The Hughes take on the specifics: “mighty firm” above was insufficiently descriptive for two of us – “uncomfortably firm,” the right words for Dave and Mike, who believe that NASA got it wrong for the earthbound on this sleep system. Do not look for “memory foam” here, as you normally think of that sleep-inducing generic product. The foam doesn’t so much cradle as soften perhaps, but certainly not the enveloping wrap that cradling implies.
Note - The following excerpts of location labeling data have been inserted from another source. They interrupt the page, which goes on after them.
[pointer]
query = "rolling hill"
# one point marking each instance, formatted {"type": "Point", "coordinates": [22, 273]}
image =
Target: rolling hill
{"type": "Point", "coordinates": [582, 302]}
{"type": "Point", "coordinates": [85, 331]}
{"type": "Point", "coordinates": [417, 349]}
Comfort Dreams Zero Gravity Adjustable 3-Piece Wedge System Review and Overall Rating
We Hughess – divided among ourselves – sought the experience of several friends and neighbors who, we knew, suffered from both sleep issues and some severe surgical aftermath. Their counsel too was far from unanimous but certainly more affirmative than not. One buddy, enduring a series of spinal surgeries, called the Comfort Dreams wedges a “must have.” Another friend found multiple sorts of relief: from chronic back pain, less sinus congestion and, therefore, less sleep apnea.
Another, suffering from chronic sinusitis, found the body positioning of the wedge system to work well in dealing with that nasty condition.
Still, a matter of opinion.
The Comfort Dreams wedge sleep system comes along at varied price points in the neighborhood of two-hundred dollars. Accordingly, the brothers suggest that – unless your sleep suffers as a result of any of the above medical maladies – you try other, less expensive sleep-inducing alternatives before springing for this system.